In Jewish law, in order for food to be considered significant, we ordinarily assume that the person must eat at least a ka-zayit – an olive’s size amount of food. This is true, for example, with regard to the prohibition of eating the gid ha-nasheh – the sciatic nerve. The Mishna teaches that in order to be liable to receive lashes as punishment, the person must eat at least a ka-zayit. At the same time, the Mishna continues and teaches that if the person ate the entire gid ha-nasheh he is liable, even if the gid ha-nasheh was small and did not contain a full ka-zayit.

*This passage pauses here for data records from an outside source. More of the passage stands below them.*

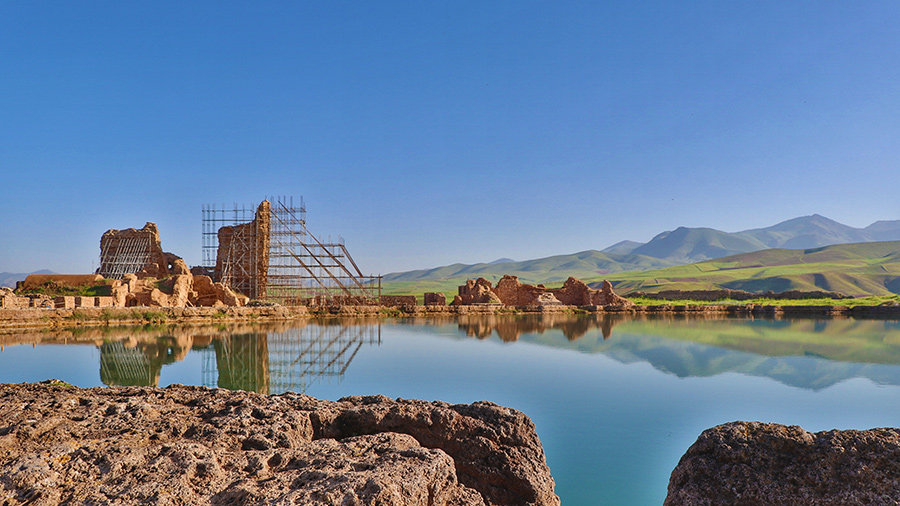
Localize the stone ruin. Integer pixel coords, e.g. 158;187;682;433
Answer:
0;222;253;309
453;275;634;307
97;221;180;279
215;200;272;299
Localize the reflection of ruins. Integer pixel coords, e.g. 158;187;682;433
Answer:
85;321;381;394
458;313;624;342
98;336;196;386
203;324;381;394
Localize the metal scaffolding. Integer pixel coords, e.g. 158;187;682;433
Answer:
203;197;381;305
97;235;150;279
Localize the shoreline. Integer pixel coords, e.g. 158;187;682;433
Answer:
0;304;900;332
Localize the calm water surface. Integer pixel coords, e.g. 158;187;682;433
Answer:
0;315;900;505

The Gemara explains the reasoning behind this ruling. Since the nerve is a beriah bifnei atzmah – it is viewed as a significant, free-standing creation – that gives it independent significance with regard to halakha.
Why is the gid ha-nasheh perceived as an independent entity?
Tosafot suggest that once the Torah singles out something as forbidden, it is as if it stated that the Torah specifically forbids that thing, whether it is large or small, as long as the entire thing is eaten. According to this approach, even though only part of the gid ha-nasheh is prohibited by the Torah – on today’s daf Shmuel teaches that only the part of the sciatic nerve that is “upon the spoon (rounded protrusion) of the thigh” is forbidden (see Bereishit 32:33) – nevertheless, since that is what the Torah refers to as the gid ha-nasheh, that is what is considered a beriah bifnei atzmah.
There are rishonim who disagree with Tosafot and require that a beriah bifnei atzmah must have the significance of an entire creation. According to this approach, even though only part of the gid ha-nasheh is prohibited, if the person consumed the entire gid ha-nasheh it is considered a significant act and he would be liable to receive punishment, even though he would not be liable had he eaten only the part of the gid ha-nasheh that was forbidden.